Sur le grief d’inexactitude

➔ M. Salel conteste l’expression « centrale photovoltaïque illégale [utilisée] notamment dans le titre et dans le corps du texte » car « le permis de construire et l’autorisation de défrichement sont purgés de tout recours ». Il souligne qu’un « recours est toujours en cours sur la dérogation espèces protégées (DEP) » mais ajoute qu’« il semble beaucoup trop tôt pour considérer le projet comme “illégal”, sachant qu’un premier recours a été débouté, et que le référé suspension l’a aussi été ». Il cite une décision du tribunal administratif de Marseille saisi par l’Association pour la protection des animaux sauvages (Aspas), qui a rejeté ses demandes en notant que « les moyens invoqués par l’association pour la protection des animaux sauvages, à l’appui de ses demandes, tels qu’ils ont été analysés dans les visas de la présente ordonnance, ne sont pas, en l’état de l’instruction, notamment des observations présentées par les parties à l’audience, de nature à créer un doute sérieux quant à la légalité de l’arrêté contesté ». M. Salel concède que « cela ne veut pas dire qu’à terme, le projet ne sera pas considéré comme illégal ».

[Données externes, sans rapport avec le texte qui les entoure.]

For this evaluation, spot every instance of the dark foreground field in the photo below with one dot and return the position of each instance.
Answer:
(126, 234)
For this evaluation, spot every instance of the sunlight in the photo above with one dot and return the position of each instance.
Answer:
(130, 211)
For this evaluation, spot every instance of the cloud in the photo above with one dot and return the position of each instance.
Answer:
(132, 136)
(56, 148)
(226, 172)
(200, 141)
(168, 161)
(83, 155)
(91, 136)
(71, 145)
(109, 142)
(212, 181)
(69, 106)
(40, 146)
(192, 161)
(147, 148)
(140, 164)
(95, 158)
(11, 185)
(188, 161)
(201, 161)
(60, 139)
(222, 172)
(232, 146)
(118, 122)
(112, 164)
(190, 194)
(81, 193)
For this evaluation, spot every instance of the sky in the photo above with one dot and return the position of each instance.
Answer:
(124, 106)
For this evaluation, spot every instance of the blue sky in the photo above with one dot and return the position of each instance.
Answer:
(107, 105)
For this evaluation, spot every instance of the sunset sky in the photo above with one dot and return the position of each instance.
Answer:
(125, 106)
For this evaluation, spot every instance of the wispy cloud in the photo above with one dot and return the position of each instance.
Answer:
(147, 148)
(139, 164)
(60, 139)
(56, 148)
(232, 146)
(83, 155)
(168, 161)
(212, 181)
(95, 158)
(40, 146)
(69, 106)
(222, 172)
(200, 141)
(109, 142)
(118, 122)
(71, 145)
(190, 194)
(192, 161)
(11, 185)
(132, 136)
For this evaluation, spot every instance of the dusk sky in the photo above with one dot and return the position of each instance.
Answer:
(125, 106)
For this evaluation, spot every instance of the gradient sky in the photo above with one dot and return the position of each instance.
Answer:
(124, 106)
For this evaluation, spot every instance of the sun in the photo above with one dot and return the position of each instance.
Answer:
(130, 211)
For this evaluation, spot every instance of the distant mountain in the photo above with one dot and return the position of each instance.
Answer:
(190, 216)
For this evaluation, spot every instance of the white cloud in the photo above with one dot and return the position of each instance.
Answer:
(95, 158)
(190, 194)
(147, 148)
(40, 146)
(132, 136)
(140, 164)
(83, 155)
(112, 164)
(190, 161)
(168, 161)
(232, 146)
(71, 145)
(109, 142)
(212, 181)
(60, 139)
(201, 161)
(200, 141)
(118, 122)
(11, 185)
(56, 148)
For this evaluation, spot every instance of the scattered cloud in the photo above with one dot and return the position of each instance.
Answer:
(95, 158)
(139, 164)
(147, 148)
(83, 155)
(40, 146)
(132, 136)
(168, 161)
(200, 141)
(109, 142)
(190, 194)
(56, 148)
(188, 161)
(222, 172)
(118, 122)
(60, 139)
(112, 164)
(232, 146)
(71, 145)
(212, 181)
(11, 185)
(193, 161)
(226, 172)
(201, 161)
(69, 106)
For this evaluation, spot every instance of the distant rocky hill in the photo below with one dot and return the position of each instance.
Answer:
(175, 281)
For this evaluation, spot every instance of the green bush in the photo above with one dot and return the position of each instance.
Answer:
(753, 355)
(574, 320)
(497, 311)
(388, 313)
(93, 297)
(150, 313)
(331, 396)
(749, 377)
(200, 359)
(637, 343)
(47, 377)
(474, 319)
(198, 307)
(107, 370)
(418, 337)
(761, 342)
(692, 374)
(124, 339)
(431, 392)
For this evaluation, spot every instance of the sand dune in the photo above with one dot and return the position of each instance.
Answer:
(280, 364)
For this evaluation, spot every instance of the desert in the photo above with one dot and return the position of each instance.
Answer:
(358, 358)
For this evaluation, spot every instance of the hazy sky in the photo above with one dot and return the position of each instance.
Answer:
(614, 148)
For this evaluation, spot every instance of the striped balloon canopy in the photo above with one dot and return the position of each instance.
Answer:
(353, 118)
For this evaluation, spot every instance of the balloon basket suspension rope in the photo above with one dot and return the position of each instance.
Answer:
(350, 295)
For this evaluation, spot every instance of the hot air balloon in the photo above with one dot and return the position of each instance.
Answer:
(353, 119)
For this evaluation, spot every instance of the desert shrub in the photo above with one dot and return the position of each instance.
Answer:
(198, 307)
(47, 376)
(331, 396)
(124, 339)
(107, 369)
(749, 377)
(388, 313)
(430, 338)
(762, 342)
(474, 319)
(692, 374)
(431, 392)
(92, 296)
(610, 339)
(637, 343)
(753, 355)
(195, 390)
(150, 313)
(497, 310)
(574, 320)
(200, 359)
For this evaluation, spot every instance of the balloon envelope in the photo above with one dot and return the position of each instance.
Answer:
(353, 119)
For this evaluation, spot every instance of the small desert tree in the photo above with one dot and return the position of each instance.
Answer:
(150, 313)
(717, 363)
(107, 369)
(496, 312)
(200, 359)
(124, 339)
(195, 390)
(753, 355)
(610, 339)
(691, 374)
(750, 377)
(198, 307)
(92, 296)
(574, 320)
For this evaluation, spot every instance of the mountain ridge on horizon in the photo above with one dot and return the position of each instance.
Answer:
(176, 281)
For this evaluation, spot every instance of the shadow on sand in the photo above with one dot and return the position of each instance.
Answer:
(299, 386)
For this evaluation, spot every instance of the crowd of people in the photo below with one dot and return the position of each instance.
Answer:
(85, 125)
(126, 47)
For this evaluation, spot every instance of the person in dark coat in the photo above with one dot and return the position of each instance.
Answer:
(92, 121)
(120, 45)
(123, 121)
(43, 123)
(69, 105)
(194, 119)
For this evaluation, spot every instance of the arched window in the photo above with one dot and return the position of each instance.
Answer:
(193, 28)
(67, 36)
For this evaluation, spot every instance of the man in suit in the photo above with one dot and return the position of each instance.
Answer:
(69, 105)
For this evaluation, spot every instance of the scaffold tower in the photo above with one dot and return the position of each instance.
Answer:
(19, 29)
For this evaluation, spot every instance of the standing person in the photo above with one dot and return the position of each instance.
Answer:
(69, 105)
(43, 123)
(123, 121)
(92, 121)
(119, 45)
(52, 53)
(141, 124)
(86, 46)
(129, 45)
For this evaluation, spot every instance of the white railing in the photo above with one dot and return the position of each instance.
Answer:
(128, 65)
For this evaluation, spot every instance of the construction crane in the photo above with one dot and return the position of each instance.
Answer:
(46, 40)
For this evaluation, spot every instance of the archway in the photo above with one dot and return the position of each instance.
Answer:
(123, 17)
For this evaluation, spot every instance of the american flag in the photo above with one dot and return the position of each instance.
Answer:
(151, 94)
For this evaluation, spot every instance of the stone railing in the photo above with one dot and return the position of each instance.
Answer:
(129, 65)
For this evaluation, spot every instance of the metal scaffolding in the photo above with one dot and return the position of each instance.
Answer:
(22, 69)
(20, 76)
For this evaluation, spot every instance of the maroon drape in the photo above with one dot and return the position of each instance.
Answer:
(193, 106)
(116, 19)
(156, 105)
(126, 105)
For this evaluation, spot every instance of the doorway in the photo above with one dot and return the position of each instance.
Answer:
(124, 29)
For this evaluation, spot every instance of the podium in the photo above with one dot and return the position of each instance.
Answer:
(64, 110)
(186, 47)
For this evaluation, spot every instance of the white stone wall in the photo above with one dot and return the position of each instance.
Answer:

➔ Le directeur de La Relève et la Peste écrit au CDJM que « ce sont bien les atteintes à la biodiversité, et particulièrement au droit environnemental, qui sont décryptés dans l’article ». Il souligne que « sur le volet pénal, une quinzaine [d’associations] dénonce[nt] les infractions à la réglementation environnementale commises par Boralex, qui ne dispose notamment d’aucune dérogation pour détruire les habitats d’espèces protégées ». Il communique au CDJM copies de trois plaintes au pénal déposées contre Boralex par ces associations, les 10 juillet 2023, 25 octobre 2023 et 4 janvier 2024, pour plusieurs atteintes à règlementation sur la protection de l’habitat d’espèces animales protégées.

➔ Le requérant, constatant que la légalité des opérations ayant fait l’objet d’un jugement définitif ne peut plus être contestée et que certains recours n’ont pas encore été jugés ou demeurent susceptibles d’appel, conclut que l’usage du qualificatif « illégal » est erroné parce qu’un jugement définitif n’a pas confirmé ce caractère illégal en validant l’argumentation des plaignants. Le CDJM observe que cet argument peut être lui-même mobilisé pour tenir la position inverse, et qu’on ne peut priver les contestataires d’un projet du droit de le considérer comme illégal tant qu’un jugement définitif non susceptible de recours ne l’a pas déclaré conforme à la loi.

Dès lors, même s’il est indéniable que le titre et le ton de l’article en cause procèdent d’une position militante, d’ailleurs revendiquée ouvertement par le titre La Relève et la Peste sur les questions environnementales, l’usage du qualificatif « illégal » ne peut être assimilé à une erreur de nature à tromper le lecteur et à revêtir le caractère d’une faute déontologique.

Sur le grief de non rectification d’une erreur

➔ En l’absence d’erreur, ce grief n’a pas d’objet. Le CDJM prend note que le média, répondant à un message du requérant sur son compte LinkedIn, avait précisé que « la société Boralex est libre de nous fournir un droit de réponse si elle n’est pas contente de l’article ou si elle estime que certains de ses passages sont erronés, ce qui n’est pas le cas pour l’instant ». Dans sa réponse au CDJM le 21 février, M. Carroy confirmait que « la multinationale ne nous a pas répondu ».

Conclusion

Le CDJM, réuni le 11 juin 2024 en séance plénière, estime que l’obligation déontologique d’exactitude et de véracité n’a pas été enfreinte par La Relève et la Peste.

La saisine est déclarée non fondée.

Cet avis a été adopté par consensus.